PyPi Version Conda Version Documentation Status DOI

Time Series Distances

Library for time series distances (e.g. Dynamic Time Warping) used in the DTAI Research Group. The library offers a pure Python implementation and a fast implementation in C. The C implementation has only Cython as a dependency. It is compatible with Numpy and Pandas and implemented such that unnecessary data copy operations are avoided.
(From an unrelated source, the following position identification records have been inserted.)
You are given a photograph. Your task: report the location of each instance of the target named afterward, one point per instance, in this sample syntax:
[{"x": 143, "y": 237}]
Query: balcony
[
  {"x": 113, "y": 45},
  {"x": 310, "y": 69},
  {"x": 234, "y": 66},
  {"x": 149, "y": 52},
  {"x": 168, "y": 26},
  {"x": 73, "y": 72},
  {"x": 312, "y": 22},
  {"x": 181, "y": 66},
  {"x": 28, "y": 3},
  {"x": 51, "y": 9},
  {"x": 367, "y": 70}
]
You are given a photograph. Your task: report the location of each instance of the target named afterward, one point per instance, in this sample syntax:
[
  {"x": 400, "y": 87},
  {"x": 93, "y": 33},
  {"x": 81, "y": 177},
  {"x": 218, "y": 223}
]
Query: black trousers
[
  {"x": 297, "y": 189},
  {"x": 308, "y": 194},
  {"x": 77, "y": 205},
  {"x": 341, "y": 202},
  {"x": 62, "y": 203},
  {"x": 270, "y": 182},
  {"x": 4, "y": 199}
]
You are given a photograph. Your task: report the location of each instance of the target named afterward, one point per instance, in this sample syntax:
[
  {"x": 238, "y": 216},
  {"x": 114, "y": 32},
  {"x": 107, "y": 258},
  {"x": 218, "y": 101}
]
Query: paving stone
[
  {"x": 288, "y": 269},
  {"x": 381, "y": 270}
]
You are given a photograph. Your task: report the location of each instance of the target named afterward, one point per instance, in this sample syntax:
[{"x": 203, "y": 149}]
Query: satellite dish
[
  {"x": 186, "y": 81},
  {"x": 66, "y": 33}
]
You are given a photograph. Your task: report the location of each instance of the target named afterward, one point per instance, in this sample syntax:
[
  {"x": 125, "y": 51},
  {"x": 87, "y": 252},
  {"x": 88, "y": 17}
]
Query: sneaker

Documentation: http://dtaidistance.readthedocs.io

Example:

from dtaidistance import dtw
import numpy as np
s1 = np.array([0.0, 0, 1, 2, 1, 0, 1, 0, 0])
s2 = np.array([0.0, 1, 2, 0, 0, 0, 0, 0, 0])
d = dtw.distance_fast(s1, s2)

Citing this work:

Wannes Meert, Kilian Hendrickx, Toon Van Craenendonck, Pieter Robberechts, Hendrik Blockeel & Jesse Davis.
DTAIDistance (Version v2). Zenodo.
http://doi.org/10.5281/zenodo.5901139

New in v2:

  • Numpy is now an optional dependency, also to compile the C library (only Cython is required).
  • Small optimizations throughout the C code to improve speed.
  • The consistent use of ssize_t instead of int allows for larger data structures on 64 bit machines and be more compatible with Numpy.
  • The parallelization is now implemented directly in C (included if OpenMP is installed).
  • The max_dist argument turned out to be similar to Silva and Batista's work on PrunedDTW [7]. The toolbox now implements a version that is equal to PrunedDTW since it prunes more partial distances. Additionally, a use_pruning argument is added to automatically set max_dist to the Euclidean distance, as suggested by Silva and Batista, to speed up the computation (a new method ub_euclidean is available).
  • Support in the C library for multi-dimensional sequences in the dtaidistance.dtw_ndim package.
  • DTW Barycenter Averaging for clustering (v2.2).
  • Subsequence search and local concurrences (v2.3).
  • Support for N-dimensional time series (v2.3.7).

Installation

$ pip install dtaidistance

or

$ conda install -c conda-forge dtaidistance

The pip installation requires Numpy as a dependency to compile Numpy-compatible C code (using Cython). However, this dependency is optional and can be removed.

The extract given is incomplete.